A three-player game in which every hole is worth six points, which are split between the players according to their score on the hole.


As opposed to scoring low, the goal of a Stableford is to record the highest possible score among the group. Golfers don't count strokes; instead, each scoring outcome is given a point value (for example, one stroke above par would be zero points, a par, one point, a birdie, two points, etc.). At the end of the round, the player with the highest score wins.

St. James Roll

In this game, points are divided based on each player's finishing position on the hole. If you beat the remaining three members of your group, that's three points. Beat only two of them? That's two points. Beat one of them? That's one point. Beat none? No points for you!

Stroke Play

Stroke play is the most commonly played game in the United States. In stroke play, players each count all their shots throughout the round and add them up at the end. The winner is the player with the lowest total score.

Texas Scramble

A traditional scramble, but the foursome must play four tee shots from each player before the end of the round.

Two-Man Scramble

Divide your foursome into two groups of two. Each hole is match play, with the caveat being you always hit from the best shot on your team. So, if you slice your drive into the woods but your partner smacks it straight down the fairway, you would both shoot your second shot from the more advantageous location. The winning team in terms of strokes (or you could make it skins-based and do it by hole) wins the pot.

Who Will Get the Drink Cart Girl to Speak to Them First

I had to include this! It's probably the dumbest game on this list, but it certainly made us laugh. The goal is to not speak at all when she pulls up and see who she addresses first.

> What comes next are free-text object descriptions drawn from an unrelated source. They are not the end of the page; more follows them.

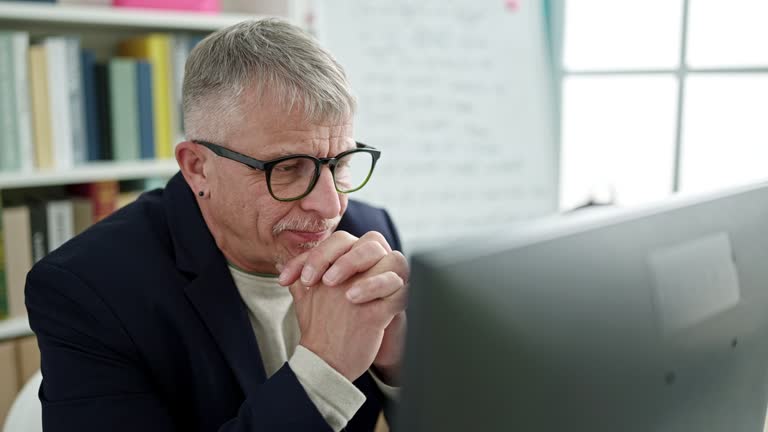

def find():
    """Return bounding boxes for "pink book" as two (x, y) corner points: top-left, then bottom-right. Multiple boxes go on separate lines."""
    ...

(112, 0), (220, 12)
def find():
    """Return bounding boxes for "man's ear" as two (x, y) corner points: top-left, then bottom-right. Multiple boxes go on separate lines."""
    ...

(176, 141), (210, 195)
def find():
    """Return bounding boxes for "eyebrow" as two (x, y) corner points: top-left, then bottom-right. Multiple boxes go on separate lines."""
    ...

(254, 145), (299, 160)
(261, 143), (356, 160)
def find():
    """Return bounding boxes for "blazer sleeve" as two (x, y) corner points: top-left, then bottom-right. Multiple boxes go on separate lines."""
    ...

(26, 262), (333, 432)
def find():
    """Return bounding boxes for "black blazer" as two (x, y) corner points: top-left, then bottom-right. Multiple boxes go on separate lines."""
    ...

(26, 172), (402, 431)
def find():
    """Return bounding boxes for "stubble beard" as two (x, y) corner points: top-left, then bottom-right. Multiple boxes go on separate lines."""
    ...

(272, 240), (319, 268)
(271, 215), (339, 267)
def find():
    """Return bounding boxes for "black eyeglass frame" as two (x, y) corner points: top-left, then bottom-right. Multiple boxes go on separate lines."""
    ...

(192, 139), (381, 202)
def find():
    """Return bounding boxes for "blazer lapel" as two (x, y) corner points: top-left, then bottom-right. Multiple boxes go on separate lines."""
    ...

(183, 257), (268, 395)
(164, 172), (267, 398)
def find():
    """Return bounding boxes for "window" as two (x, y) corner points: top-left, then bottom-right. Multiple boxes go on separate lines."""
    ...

(559, 0), (768, 210)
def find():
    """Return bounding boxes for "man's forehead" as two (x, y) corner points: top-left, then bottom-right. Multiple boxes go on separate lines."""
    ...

(226, 88), (355, 155)
(233, 124), (355, 158)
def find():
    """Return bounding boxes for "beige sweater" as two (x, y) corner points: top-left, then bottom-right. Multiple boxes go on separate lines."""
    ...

(230, 265), (398, 432)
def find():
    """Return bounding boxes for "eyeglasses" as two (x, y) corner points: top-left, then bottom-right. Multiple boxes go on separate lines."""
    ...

(192, 140), (381, 202)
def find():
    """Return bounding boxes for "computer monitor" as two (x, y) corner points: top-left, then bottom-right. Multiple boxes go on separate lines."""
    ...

(397, 182), (768, 432)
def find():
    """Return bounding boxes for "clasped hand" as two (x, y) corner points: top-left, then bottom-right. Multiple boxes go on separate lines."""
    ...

(278, 231), (409, 385)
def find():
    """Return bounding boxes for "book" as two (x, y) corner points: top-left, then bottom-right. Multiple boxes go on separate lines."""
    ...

(59, 0), (109, 4)
(44, 37), (75, 170)
(0, 33), (19, 172)
(0, 193), (7, 319)
(94, 64), (113, 161)
(108, 58), (140, 161)
(2, 205), (33, 318)
(118, 34), (175, 159)
(0, 340), (19, 428)
(65, 37), (87, 165)
(72, 198), (93, 236)
(116, 191), (141, 209)
(11, 32), (34, 172)
(28, 201), (48, 265)
(28, 45), (54, 170)
(15, 336), (40, 388)
(46, 199), (75, 253)
(113, 0), (220, 12)
(136, 61), (156, 159)
(68, 181), (119, 223)
(81, 50), (101, 161)
(171, 33), (192, 143)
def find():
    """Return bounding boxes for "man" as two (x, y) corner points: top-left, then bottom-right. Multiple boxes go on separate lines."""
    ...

(26, 19), (409, 431)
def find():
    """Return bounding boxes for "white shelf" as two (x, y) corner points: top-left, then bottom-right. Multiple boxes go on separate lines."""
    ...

(0, 159), (180, 189)
(0, 2), (260, 31)
(0, 316), (33, 341)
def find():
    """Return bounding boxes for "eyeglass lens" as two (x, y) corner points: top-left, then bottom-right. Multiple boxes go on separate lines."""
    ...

(269, 151), (374, 200)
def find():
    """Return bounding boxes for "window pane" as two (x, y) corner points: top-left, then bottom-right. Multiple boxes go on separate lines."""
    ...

(560, 76), (678, 210)
(687, 0), (768, 68)
(680, 75), (768, 193)
(563, 0), (683, 71)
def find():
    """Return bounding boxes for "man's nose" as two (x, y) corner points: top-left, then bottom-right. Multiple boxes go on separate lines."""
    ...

(298, 166), (341, 219)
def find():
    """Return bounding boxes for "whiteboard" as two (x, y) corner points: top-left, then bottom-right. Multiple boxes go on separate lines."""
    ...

(315, 0), (558, 249)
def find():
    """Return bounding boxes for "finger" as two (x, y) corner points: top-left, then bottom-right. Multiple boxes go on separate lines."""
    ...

(354, 231), (393, 253)
(322, 240), (389, 286)
(277, 252), (309, 286)
(279, 231), (357, 287)
(346, 271), (404, 304)
(299, 231), (358, 286)
(370, 250), (409, 284)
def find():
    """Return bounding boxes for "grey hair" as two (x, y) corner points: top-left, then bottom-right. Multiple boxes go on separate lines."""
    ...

(182, 19), (357, 141)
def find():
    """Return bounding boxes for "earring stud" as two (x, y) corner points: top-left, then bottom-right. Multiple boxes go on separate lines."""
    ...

(198, 191), (205, 197)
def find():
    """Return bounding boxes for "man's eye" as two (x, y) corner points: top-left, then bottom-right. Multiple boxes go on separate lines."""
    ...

(275, 163), (299, 173)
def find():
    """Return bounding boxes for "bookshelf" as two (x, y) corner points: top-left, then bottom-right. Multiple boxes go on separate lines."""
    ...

(0, 159), (179, 189)
(0, 2), (273, 341)
(0, 1), (259, 190)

To start, establish the tee-off order, and you must follow this order throughout your round. One player will be "the wolf" for each hole, and they must tee off first. After "the wolf" tees off, they watch the other players and must pick their partner based on their tee shot. They must select or pass on each player before teeing off. Once they pick a player, this golfer is their partner for this single hole. All other players are trying to beat "the wolf," and the player "the wolf" picked. On the next hole, the process starts over, but with a different person playing the role of "the wolf."

Wolf Scotch

Listen. When I first heard about this, I just assumed this was playing the game of Wolf and drinking Scotch, so needless to say, I was playing this wrong for years. What I learned is it's actually a combination of the two games and has eight possible points per hole:

  • 2 points for the low ball (lowest individual score on the hole)
  • 2 points for low total (the sum total of team score)
  • 2 points for a birdie (if no birdie is made, no points are rewarded, and no blitz is available)
  • 2 points for proximity (closest to the hole, must be in regulation)

Teams can win anywhere from 0 to 8 points on the hole and up to 16 if they blitz all categories. That refers to one player or team winning all points on a hole, which would then double. So, for example, if each point in wolf scotch is worth $5 and a team blitzes the other, they would win 16 points, or $80, on the hole.


I hope this list makes your next round of golf a little more enjoyable. The point is to always have fun, so make sure you don't take any of these golf betting games too seriously. Golf is already great, but our mission is to make it even more enjoyable!